Primeiro a se posicionar, Marco Aurélio defendeu que o sacrifício de animais é aceitável se forem afastados os maus-tratos no abate, e se a carne for direcionada ao consumo humano. O ministro ainda entendeu que o sacrifício de animais é constitucional em ritos religiosos de qualquer natureza, não restringindo às religiões de matriz africana.
"Revela-se desproporcional impedir todo e qualquer sacrifício religioso de animais, aniquilando o exercício do direito à liberdade de crença de determinados grupos, quando diariamente a população consome carnes de várias espécies. Existem situações nas quais o abate surge constitucionalmente admissível, como no estado de necessidade - para a autodefesa - ou para fins de alimentação", afirmou Marco Aurélio.
Fachin, por sua vez, votou para negar todo o recurso apresentado pelo MP estadual.
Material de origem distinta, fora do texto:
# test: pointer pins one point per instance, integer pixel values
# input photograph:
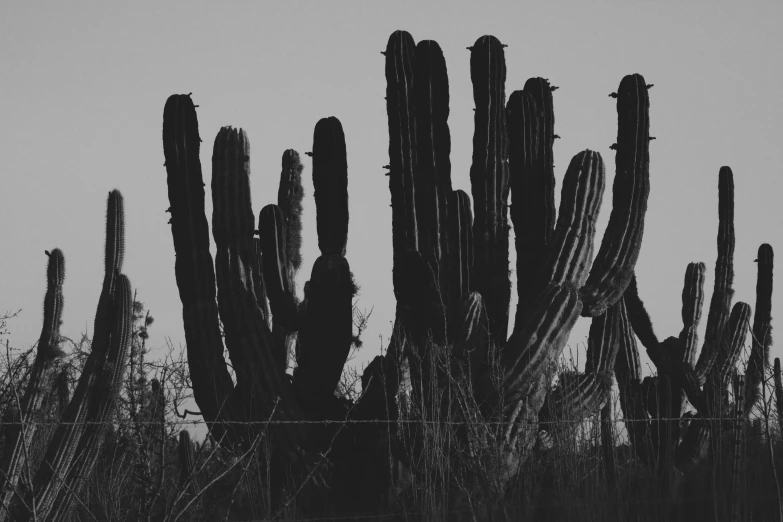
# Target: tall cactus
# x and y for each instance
(76, 444)
(555, 276)
(704, 382)
(249, 272)
(19, 436)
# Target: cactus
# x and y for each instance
(704, 381)
(555, 277)
(19, 437)
(186, 455)
(74, 448)
(778, 393)
(249, 272)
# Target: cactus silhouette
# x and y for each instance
(450, 279)
(74, 448)
(703, 381)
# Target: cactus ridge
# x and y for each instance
(614, 264)
(692, 304)
(461, 241)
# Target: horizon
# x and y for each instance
(87, 102)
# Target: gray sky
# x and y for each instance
(84, 86)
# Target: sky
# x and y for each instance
(84, 86)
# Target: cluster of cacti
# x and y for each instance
(704, 382)
(49, 492)
(250, 272)
(467, 263)
(450, 276)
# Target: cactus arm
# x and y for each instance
(330, 182)
(579, 395)
(762, 327)
(532, 211)
(603, 341)
(277, 282)
(108, 386)
(289, 198)
(19, 437)
(736, 461)
(325, 337)
(576, 397)
(640, 319)
(232, 228)
(693, 446)
(248, 340)
(607, 443)
(432, 176)
(489, 182)
(614, 264)
(257, 268)
(628, 371)
(778, 393)
(530, 352)
(736, 332)
(400, 56)
(472, 333)
(84, 406)
(186, 458)
(580, 203)
(692, 304)
(194, 270)
(720, 303)
(460, 243)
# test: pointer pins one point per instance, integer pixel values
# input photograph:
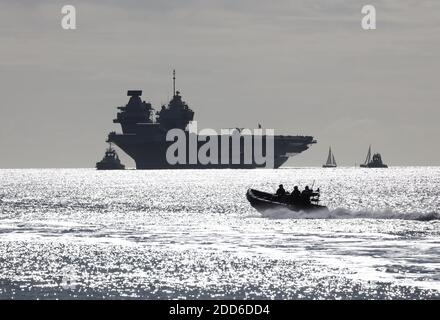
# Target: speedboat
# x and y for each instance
(263, 201)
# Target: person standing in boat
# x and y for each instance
(306, 195)
(295, 195)
(281, 192)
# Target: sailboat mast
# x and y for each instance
(174, 83)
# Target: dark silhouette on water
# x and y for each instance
(144, 132)
(306, 201)
(280, 191)
(110, 161)
(375, 162)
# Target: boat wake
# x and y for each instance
(341, 213)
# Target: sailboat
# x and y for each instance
(331, 163)
(375, 162)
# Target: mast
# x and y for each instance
(174, 82)
(329, 158)
(367, 160)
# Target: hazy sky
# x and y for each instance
(301, 67)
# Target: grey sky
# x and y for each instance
(301, 67)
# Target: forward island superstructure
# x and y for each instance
(144, 134)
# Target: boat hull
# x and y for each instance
(264, 202)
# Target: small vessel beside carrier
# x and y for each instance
(110, 161)
(307, 201)
(373, 162)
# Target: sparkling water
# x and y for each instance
(81, 233)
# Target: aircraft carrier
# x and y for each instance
(144, 132)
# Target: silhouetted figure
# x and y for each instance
(280, 191)
(295, 195)
(306, 195)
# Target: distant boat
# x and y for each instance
(373, 162)
(110, 161)
(331, 163)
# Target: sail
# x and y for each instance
(329, 158)
(367, 160)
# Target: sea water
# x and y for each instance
(81, 233)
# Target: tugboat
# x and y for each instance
(263, 201)
(375, 162)
(331, 163)
(110, 161)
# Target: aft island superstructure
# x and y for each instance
(144, 138)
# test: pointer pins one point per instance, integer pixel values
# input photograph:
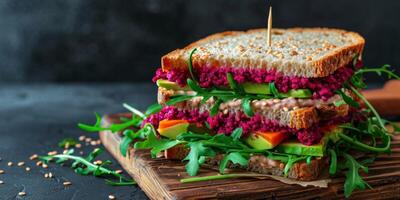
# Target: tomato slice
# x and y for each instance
(273, 137)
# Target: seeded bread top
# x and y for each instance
(305, 52)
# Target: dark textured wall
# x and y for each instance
(117, 40)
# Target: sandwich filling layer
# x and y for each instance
(227, 123)
(210, 76)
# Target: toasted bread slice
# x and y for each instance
(290, 112)
(305, 52)
(261, 164)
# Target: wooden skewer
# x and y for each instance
(269, 26)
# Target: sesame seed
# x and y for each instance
(67, 183)
(52, 153)
(33, 157)
(21, 193)
(98, 162)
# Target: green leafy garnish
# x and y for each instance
(273, 90)
(196, 157)
(84, 166)
(333, 162)
(348, 99)
(235, 158)
(67, 142)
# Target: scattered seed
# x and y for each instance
(52, 153)
(98, 162)
(82, 137)
(66, 183)
(33, 157)
(21, 193)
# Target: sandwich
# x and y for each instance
(292, 109)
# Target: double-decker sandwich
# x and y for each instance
(291, 109)
(285, 98)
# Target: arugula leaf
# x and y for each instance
(126, 141)
(67, 142)
(233, 84)
(190, 65)
(235, 158)
(273, 90)
(379, 71)
(347, 99)
(246, 104)
(177, 99)
(353, 178)
(84, 166)
(237, 133)
(194, 86)
(333, 162)
(197, 149)
(155, 108)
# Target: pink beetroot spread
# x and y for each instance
(225, 124)
(209, 76)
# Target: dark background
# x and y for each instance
(110, 40)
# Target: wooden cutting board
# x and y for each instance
(160, 178)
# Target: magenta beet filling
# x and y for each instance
(209, 76)
(225, 124)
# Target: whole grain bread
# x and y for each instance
(305, 52)
(292, 114)
(261, 164)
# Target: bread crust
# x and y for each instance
(320, 67)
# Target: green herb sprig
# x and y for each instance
(84, 166)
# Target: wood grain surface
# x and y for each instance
(160, 178)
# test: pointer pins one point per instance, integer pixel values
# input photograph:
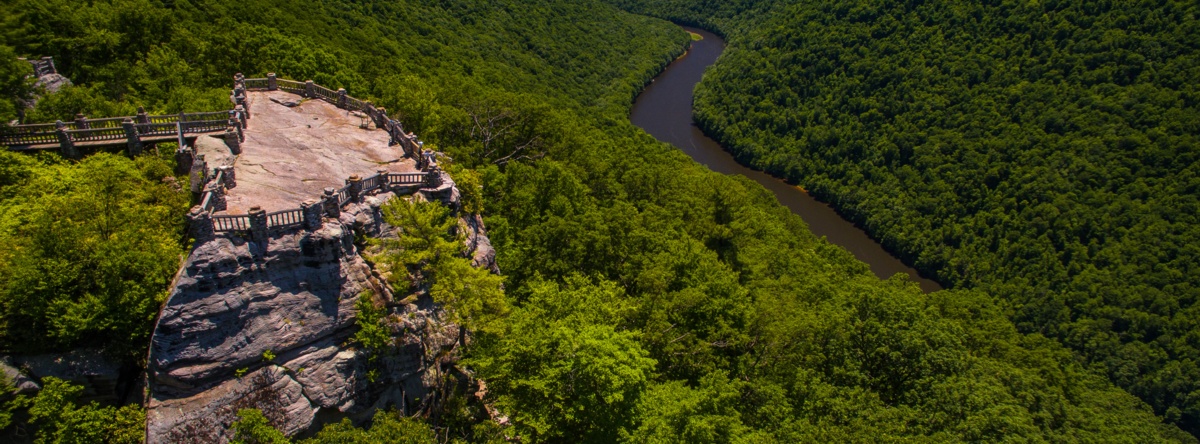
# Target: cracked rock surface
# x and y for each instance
(292, 154)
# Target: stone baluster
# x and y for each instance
(131, 136)
(258, 232)
(66, 145)
(384, 184)
(312, 214)
(235, 123)
(329, 203)
(227, 174)
(233, 141)
(216, 196)
(382, 118)
(183, 160)
(354, 187)
(198, 174)
(201, 225)
(48, 61)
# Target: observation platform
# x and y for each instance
(293, 154)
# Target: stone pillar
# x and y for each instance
(198, 174)
(49, 64)
(235, 123)
(66, 147)
(382, 119)
(384, 185)
(131, 136)
(229, 180)
(258, 225)
(329, 203)
(183, 160)
(216, 196)
(233, 141)
(312, 213)
(355, 187)
(201, 225)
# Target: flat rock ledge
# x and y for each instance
(295, 299)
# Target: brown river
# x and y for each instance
(664, 109)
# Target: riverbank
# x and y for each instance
(664, 111)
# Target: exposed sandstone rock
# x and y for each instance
(297, 299)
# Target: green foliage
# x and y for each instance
(471, 186)
(563, 370)
(87, 251)
(385, 427)
(253, 427)
(59, 418)
(651, 299)
(372, 334)
(15, 84)
(426, 247)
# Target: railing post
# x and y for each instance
(198, 173)
(243, 114)
(329, 203)
(382, 120)
(311, 210)
(66, 147)
(227, 175)
(233, 141)
(235, 121)
(131, 136)
(183, 160)
(201, 225)
(217, 196)
(433, 178)
(355, 187)
(258, 225)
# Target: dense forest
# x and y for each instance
(1045, 153)
(648, 299)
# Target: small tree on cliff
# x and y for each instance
(427, 251)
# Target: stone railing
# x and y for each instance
(258, 225)
(43, 66)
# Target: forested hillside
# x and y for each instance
(652, 300)
(1047, 153)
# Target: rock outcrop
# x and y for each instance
(235, 304)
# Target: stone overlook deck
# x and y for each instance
(293, 154)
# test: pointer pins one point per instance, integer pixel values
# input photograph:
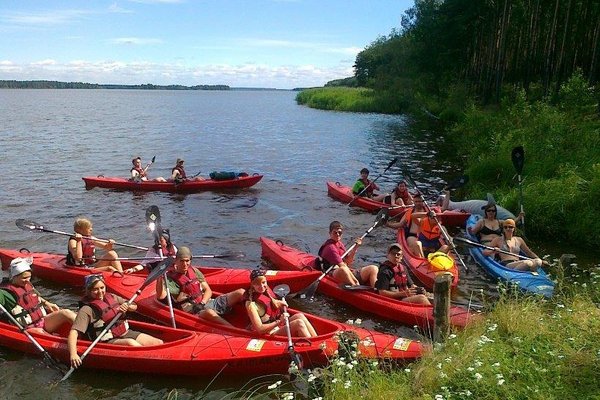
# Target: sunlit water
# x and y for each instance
(51, 138)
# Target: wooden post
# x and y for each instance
(441, 306)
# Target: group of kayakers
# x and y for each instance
(178, 174)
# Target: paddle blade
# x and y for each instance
(27, 225)
(458, 182)
(382, 217)
(518, 158)
(153, 218)
(157, 271)
(281, 290)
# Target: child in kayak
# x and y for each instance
(82, 249)
(191, 293)
(266, 312)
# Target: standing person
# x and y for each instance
(154, 254)
(23, 301)
(98, 308)
(140, 174)
(178, 174)
(266, 312)
(410, 226)
(81, 249)
(513, 244)
(331, 254)
(191, 293)
(364, 186)
(393, 280)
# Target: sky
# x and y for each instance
(280, 44)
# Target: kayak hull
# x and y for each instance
(169, 186)
(344, 194)
(533, 282)
(314, 351)
(279, 255)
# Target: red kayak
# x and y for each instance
(170, 186)
(344, 194)
(219, 278)
(422, 268)
(287, 258)
(314, 351)
(183, 352)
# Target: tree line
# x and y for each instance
(535, 45)
(13, 84)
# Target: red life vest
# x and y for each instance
(140, 171)
(428, 229)
(108, 308)
(28, 310)
(181, 172)
(271, 313)
(88, 253)
(189, 284)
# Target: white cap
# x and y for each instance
(19, 265)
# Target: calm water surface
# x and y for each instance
(51, 138)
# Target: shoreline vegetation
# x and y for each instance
(491, 85)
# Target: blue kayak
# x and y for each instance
(534, 282)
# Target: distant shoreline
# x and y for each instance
(41, 84)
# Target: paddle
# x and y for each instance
(27, 225)
(281, 291)
(152, 276)
(437, 221)
(380, 219)
(518, 159)
(483, 246)
(51, 362)
(153, 221)
(394, 161)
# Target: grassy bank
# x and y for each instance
(524, 348)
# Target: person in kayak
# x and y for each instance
(364, 187)
(97, 309)
(81, 249)
(393, 280)
(410, 226)
(26, 305)
(154, 253)
(400, 196)
(430, 233)
(139, 174)
(191, 293)
(516, 245)
(266, 312)
(489, 228)
(178, 174)
(331, 254)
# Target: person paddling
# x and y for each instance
(266, 312)
(393, 280)
(81, 249)
(513, 244)
(331, 254)
(24, 302)
(139, 174)
(178, 174)
(191, 293)
(98, 308)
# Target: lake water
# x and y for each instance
(51, 138)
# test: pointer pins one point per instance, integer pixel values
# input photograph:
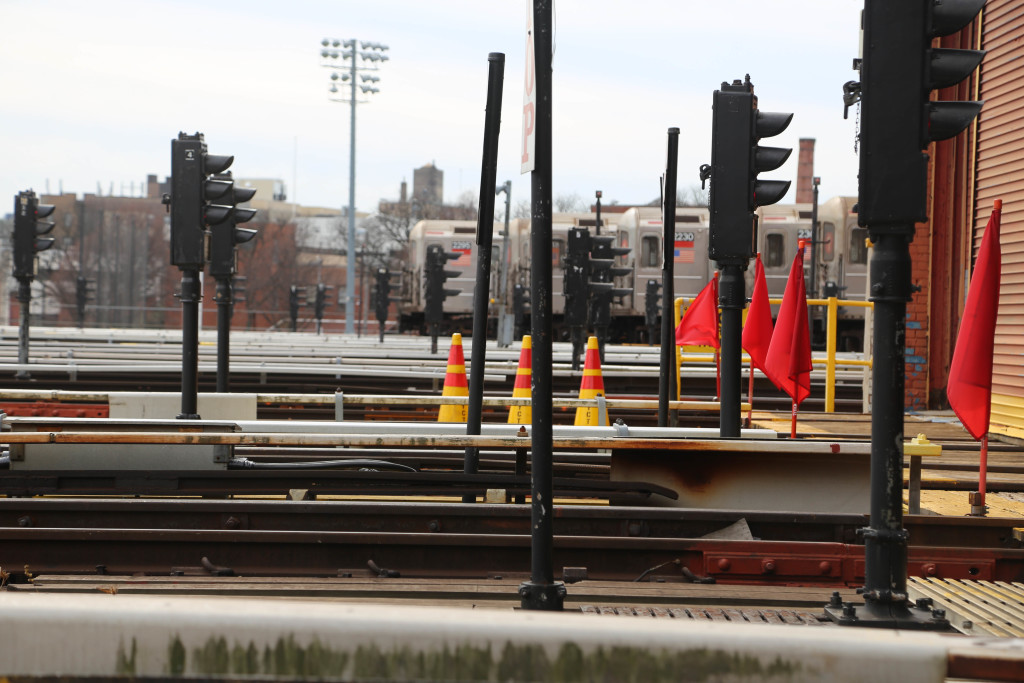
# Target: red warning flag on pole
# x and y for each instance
(787, 363)
(970, 385)
(758, 329)
(699, 324)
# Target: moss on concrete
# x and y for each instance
(288, 657)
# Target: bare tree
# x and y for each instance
(692, 196)
(568, 203)
(522, 209)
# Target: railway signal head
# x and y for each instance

Para o ministro, não é errado que a lei tenha feito uma designação especial às religiões de matriz africana. "Não ofende a igualdade, ao contrário, vai a seu encontro, a designação de especial proteção a religiões de culturas que, historicamente, foram estigmatizadas", observou Fachin, que não propôs condicionar o abate ao consumo da carne. O ministro procurou apresentar seu voto mesmo após o pedido de vista de Moraes. Não há previsão de quando o julgamento será retomado.
Em nome do governo estadual, o procurador do Rio Grande do Sul Thiago Holanda Gonzalez, afirmou que a lei não traz nenhum prejuízo ao caráter laico do Estado. "A liberdade de culto dessas religiões decorre da Constituição. Mas a lei não é inócua. Ela retira o constrangimento às religiões de origem africana. O Rio Grande do Sul nunca permitiu a crueldade (com animais)", afirmou.
Representante da União de Tendas de Umbanda e Candomblé do Brasil, o advogado Hédio Silva Júnior criticou a ação do Ministério Público estadual. "Parece que a vida de galinha de macumba vale mais do que a vida de milhares de jovens negros. É assim que coisa de preto é tratada no Brasil. A vida de preto não tem relevância nenhuma. A vida de preto não causa comoção social, não move instituições jurídicas. Mas a galinha da religião de preto, ah, essa vida tem que ser radicalmente protegida", questionou na tribuna do Supremo.
Na ação apresentada em 2006, o MP estadual destacava que a restrição adicionada pela lei é desnecessária, já que a liberdade de religião é constitucionalmente garantida. Alexandre Saltz, representante do Ministério Público do RS que falou nesta quinta no STF, no entanto, foi mais enfático nas críticas ao texto.
"A proteção aos animais chegou a um limite tão extremo que o Superior Tribunal de Justiça discutiu a guarda de um cachorro na separação de um casal", destacando que os animais deixaram de ser caracterizados como 'coisas. "Morte desnecessária é tratamento cruel", disse.